Circo Da Vinci (pasen y lean)

Desde que comenzó la inicua campaña mediática contra El Código Da Vinci, filme sin estrenar incluido en la quema antes incluso de ser visto por nadie, aumentó la expectación por el estreno de dicha adaptación. Todos queríamos saber como se esgrimiría tal tarea, a pesar de lo predecible del resultado. Y es que no podía ser de otra forma: Hollywood no se atrevería a mover una sola línea de esa novela multimillonaria, cuya lectura resulta de por sí un ejercicio de pura sugestión cinematográfica. Vamos, que Dan Brown había escrito cine envolviéndolo con diferente celofán (éste, más goloso que cualquier guión: la oportunidad de otorgarle el placer al ciudadano de saberse lector de algo más que las facturas de teléfono). Lo mismo que Crichton, Clancy, o King (éste solo a veces), pero con un poquito más de gracia. Desde luego, con la misma torpeza y simplicidad que los dos primeros, aunque sin la picardía y perversidad cómplice del tío Stephen.
Así pues, este código proporcionaba una llaneza absoluta en su estilo, además de un argumento ajado e incluso estrellado con anterioridad. Pero eso sí, entretiene y engancha de manera atroz, llevándolo a uno al terreno que el autor (o más bien la editorial, desea). Puede que no sea más que un efímero e intrascendente crucigrama extremo, pero lo cierto es que el placer de contemplar el aparatoso espectáculo que ha arrastrado su efecto, aglomerando en un único frente de indignación y estrangulamiento de gritos celestiales a culturetas, curas, e historiadores del mundo, merece la pena. Bueno, eso y, no lo digan muy alto, la diversión que proporciona verse parte de una historia que, insisto, atrapa con facilidad asombrosa.

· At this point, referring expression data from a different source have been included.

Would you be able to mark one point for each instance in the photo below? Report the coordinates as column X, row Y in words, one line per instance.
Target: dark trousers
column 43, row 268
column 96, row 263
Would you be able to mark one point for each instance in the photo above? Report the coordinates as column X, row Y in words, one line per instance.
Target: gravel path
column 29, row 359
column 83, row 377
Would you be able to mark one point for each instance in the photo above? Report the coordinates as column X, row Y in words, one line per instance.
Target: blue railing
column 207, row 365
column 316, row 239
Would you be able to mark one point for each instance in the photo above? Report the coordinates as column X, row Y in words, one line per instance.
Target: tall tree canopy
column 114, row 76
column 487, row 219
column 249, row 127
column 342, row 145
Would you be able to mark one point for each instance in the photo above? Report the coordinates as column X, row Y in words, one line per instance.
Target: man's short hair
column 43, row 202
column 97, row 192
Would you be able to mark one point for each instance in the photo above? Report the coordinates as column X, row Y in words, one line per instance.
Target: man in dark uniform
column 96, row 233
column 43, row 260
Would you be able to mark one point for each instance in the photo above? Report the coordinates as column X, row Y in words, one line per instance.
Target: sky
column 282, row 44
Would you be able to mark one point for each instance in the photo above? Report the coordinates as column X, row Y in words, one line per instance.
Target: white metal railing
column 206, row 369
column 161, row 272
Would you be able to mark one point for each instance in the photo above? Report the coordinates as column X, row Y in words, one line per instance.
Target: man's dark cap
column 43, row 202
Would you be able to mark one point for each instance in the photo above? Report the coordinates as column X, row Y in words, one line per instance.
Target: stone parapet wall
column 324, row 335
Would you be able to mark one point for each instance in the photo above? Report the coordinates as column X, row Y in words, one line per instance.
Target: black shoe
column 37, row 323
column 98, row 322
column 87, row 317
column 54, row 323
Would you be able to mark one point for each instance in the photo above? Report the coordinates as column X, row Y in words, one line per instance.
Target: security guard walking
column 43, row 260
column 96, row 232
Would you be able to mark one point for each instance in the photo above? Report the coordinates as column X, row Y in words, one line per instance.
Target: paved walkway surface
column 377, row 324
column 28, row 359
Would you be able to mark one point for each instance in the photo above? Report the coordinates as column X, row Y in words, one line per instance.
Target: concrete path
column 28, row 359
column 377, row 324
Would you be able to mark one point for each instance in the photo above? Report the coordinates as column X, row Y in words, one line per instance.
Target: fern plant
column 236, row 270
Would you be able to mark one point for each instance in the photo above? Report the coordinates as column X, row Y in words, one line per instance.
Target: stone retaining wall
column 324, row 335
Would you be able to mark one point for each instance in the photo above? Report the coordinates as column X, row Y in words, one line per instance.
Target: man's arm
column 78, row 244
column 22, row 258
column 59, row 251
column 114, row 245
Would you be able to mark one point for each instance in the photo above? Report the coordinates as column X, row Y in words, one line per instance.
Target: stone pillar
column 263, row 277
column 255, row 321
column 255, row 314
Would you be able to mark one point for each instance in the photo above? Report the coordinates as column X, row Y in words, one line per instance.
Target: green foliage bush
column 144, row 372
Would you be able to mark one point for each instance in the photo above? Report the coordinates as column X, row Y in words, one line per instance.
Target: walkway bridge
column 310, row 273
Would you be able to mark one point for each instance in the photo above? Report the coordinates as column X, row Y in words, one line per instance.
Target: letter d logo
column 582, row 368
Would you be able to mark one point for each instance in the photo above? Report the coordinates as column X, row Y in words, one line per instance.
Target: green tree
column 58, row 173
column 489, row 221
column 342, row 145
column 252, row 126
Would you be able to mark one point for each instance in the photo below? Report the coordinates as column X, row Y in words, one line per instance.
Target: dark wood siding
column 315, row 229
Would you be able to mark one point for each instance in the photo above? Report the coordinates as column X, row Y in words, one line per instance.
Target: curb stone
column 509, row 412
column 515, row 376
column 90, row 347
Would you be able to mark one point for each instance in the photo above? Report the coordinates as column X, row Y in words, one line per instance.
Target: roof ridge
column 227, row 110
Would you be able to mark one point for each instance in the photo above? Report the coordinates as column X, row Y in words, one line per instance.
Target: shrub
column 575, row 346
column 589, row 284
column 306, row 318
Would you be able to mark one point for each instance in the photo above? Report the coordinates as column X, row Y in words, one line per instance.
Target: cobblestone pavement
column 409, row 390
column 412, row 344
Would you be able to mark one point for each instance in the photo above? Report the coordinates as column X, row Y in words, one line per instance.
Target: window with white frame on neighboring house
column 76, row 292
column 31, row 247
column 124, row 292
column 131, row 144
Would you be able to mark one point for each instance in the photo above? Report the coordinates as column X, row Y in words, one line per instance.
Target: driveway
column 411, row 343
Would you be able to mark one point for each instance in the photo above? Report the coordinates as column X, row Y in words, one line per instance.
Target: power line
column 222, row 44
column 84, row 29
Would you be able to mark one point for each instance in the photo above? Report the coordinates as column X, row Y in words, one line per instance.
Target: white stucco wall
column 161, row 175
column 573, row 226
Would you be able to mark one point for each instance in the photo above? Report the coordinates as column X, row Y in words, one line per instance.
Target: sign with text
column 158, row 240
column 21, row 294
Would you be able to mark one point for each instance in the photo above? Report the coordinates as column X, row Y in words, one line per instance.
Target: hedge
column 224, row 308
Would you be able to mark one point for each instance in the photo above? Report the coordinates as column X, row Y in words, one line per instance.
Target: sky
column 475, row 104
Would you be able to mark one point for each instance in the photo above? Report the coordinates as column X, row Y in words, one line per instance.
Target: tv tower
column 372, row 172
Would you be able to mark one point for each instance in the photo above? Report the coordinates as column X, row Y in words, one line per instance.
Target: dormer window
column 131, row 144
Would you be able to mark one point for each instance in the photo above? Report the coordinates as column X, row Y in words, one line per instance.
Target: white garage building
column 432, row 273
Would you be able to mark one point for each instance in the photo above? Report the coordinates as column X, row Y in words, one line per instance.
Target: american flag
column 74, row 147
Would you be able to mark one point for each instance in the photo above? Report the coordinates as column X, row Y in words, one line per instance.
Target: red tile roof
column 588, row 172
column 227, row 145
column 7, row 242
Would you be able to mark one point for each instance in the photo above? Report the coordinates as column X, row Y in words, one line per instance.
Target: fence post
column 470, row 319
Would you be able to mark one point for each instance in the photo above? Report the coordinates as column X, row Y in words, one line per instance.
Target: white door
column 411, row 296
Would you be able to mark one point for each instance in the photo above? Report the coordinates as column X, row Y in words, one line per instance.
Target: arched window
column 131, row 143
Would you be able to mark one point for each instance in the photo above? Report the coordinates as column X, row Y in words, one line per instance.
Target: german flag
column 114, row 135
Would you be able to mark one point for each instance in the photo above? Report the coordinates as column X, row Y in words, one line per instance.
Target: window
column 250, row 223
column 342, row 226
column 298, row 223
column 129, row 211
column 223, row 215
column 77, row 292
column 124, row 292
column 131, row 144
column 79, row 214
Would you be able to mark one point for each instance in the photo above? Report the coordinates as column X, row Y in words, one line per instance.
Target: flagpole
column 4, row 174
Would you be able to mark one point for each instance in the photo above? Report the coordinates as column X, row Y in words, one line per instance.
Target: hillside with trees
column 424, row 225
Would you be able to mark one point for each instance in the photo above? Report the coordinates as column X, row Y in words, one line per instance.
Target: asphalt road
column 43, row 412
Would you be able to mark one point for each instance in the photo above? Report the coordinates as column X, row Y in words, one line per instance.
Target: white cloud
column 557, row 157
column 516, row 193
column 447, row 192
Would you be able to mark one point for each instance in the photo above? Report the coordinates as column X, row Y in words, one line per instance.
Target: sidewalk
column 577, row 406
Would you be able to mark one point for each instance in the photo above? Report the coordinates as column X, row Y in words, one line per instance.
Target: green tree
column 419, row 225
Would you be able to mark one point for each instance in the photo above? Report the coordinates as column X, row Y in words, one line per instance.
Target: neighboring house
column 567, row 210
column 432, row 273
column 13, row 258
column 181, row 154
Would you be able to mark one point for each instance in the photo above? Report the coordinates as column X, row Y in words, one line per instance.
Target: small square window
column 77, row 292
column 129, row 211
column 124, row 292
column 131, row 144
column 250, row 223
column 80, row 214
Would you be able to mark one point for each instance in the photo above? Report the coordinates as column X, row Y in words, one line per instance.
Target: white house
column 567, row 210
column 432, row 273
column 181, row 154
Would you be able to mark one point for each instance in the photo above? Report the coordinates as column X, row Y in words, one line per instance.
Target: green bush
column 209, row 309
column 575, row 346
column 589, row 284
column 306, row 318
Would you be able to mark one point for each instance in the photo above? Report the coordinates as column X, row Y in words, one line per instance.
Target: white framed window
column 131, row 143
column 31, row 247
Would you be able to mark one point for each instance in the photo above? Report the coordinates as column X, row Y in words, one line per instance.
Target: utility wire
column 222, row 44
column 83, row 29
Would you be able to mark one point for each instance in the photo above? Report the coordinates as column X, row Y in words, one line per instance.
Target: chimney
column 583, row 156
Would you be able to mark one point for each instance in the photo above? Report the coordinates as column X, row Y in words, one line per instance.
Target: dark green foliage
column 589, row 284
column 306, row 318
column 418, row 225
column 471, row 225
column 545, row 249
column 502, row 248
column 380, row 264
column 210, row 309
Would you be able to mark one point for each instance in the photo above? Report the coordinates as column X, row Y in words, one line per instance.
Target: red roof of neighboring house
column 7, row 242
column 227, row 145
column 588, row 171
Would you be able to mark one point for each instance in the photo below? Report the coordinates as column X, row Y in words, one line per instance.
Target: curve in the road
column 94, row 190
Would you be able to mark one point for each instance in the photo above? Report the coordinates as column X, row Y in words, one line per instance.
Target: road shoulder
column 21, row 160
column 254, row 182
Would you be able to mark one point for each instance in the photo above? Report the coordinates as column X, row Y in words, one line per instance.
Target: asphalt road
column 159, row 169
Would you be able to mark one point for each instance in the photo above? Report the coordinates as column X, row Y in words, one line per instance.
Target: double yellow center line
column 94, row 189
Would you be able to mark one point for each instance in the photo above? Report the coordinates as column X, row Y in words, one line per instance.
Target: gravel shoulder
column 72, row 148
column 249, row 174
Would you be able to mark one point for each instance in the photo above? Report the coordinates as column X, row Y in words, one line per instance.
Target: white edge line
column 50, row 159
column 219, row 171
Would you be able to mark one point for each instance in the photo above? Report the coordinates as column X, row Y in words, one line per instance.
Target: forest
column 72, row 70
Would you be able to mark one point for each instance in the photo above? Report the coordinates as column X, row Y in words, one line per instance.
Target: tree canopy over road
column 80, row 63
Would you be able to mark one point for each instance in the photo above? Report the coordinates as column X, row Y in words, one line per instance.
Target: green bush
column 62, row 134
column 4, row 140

Así que le tocaba mover ficha a la industria del cine, y para la adaptación (perdón, mudanza debería decir) escogieron al chico bueno de la primera fila. Convertido en un hito del buenrrollismo y la benévola voluntad gracias a esos míticos capítulos de Los Simpson, Ron Howard se hizo con el puesto. Al proyecto aportó, como no podía ser de otra manera, su estrábica percepción de lo dramático (esos flashbacks entre campos florados, a blanco y negro y con música funeraria). Del reparto, se podría decir que les ha costado bien poco meterse en el disfraz. Cada actor parece desempeñar su tarea con una facilidad pasmosa, como si pasaran por allí. Es el caso de un Tom Hanks que ha parecido embutirse de manera preocupante en un método de interpretación similar al del personaje de Will Ferrel en Melinda y Melinda. Si éste añadía siempre cojera a sus representaciones, Hanks proporciona diferente grado de sobrenatural papada a las suyas. Esta vez, a Langdon le ha tocado la más grotesca, peor incluso que aquella que se marcaba al besar a Meg Ryan (aunque entonces sí se lo perdonamos, pobrecito…). El resto del elenco, a excepción de Bettany (gran Silas) y Amelie (¿alguien la llama por su nombre?) es más de lo mismo, como un Renno que parece dormir con una placa debajo del colchón, o ese Ian Mclein para quien los guionistas reservaron las frases más anárquicas de un guión que es pura caligrafía. Sus líneas de diálogo las interpreta con la gracia que solo un mariquita que por fin ha asumido su condición de locaza (olvídense del coñazo de Dioses y Monstruos). El chiste en el que pronuncia la palabra “pene”, suena en su boca como la música en manos de un Mozart sin medicación. La ex musa de Jan Pierre Jenuet debería aprender de sus compañeros y divertirse un poco más a la hora pisar un plató, al menos para una producción como ésta. Se empeña en bucear en la psique de sus personajes, en ser intensa, profunda… Agh. ¿Lo adivinan? Su Sophie Neveau duerme a las piedras.
Pero, a pesar de todo, el reconocimiento plácido al que la película somete al lector puede caer en un banal efecto somnífero. Y además, se olvida del espectador que no ha comprado el libro de Brown. Por ejemplo, en ningún momento se mencionan las profesiones del viejo Saunier, ni de su nieta. Pero ahí entraríamos en materia quisquillosa, la de un análisis que, desde luego, no pide El código Da Vinci. Lo que sí parece reclamar a gritos, vista la falta de ritmo del filme, es una máquina del tiempo demente, o una tarta parlante. ¿No creen?